An Actual Exciting Friday Night

Tonight I sat reading a writing book in blissful silence when suddenly sometime after 8:30, the doorbell rang, waking two of three sleeping people up— it was the Amazon delivery that had been marked as delivered several hours before that had never shown up. The sleepy humans came out, ate dinner, and then we sat around reading silly memes to each other for more than an hour until it was time to get Greg. Greg got into the car and said “I had a great time at the dance, but all my friends are going to Whataburger now, Mom. It’s tradition!” So me and my sleepy self sat at the mom table and watched my kid interact with his friends. (Boys move around way more than the girls) Met some nice moms I’d never met and saw some familiar faces, too.

Health Woes, again

Saw the neurologist today. Apparently I’m having one of those rare drug interactions no one else gets. Symptoms include erratically high and low blood pressure, chest pain, numbness & tingling, dizziness, memory loss, slurred speech, muscle & joint pain, muscle spasms, and ringing in the ears. So that explains just about everything except the weird spiderwebby nerve-feelings in my knees, which might be explained by my use of all the weird new equipment my gym has recently brought in to replace the stuff I used to use. Picked up my new meds, but it’ll be 2 weeks (according to the neurologist, or more, according to the pharmacist) before I’m ready for exciting life events again. So if you’ve seen/continue to see me dropping off the radar for the next few weeks, now you know why.

One Crazy Night!

One crazy night! Started off at Greg’s school for dinner from a taco truck and then headed over to Ree’s school for Parent Marcher Night and then headed back to Greg’s school to finish out Meet the Teacher with him and Nick. At one point I was talking to a teacher and completely forgot the word “Mom.” Oh my goodness. Finished out the night with a sno-cone. Mmmm….

 

Protein Enriched Muffins of Joy

You know me and my muffin experiments. Today I was trying to make healthier ones that tasted good and were a bit more fiber and protein filled (no one ate veggies yesterday because we were away from home and the food choices were not ours and today is a LONG day).
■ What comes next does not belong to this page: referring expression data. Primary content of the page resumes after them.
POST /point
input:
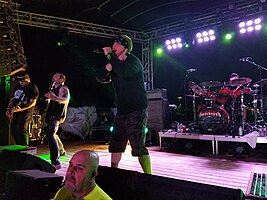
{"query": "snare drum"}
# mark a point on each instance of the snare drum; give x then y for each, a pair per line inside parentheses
(237, 93)
(224, 95)
(213, 119)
The kids ate these super fast and raved about them.

Preheat oven to 400F.

Dry:
1 1/2 cup generic white flour
1/2 cup chocolate flavored protein powder
1 serving scoop orange flavored fiber powder
1 TBL ground flaxseed
1/4 cup sugar
1/4 tsp kosher salt
1 TBL aluminum free baking powder
1/2 cup semi-sweet chocolate chips

Wet:
1/2 tsp orange flavoring
1 cup 2% milk
1 large egg
2 TBL expellier pressed canola oil

Mix the dry and wet separately, then combine, scoop into greased muffin tins, and bake for 12 minutes or until nicely browned on top. These get pretty brown and slightly shiny, unlike my regular muffins.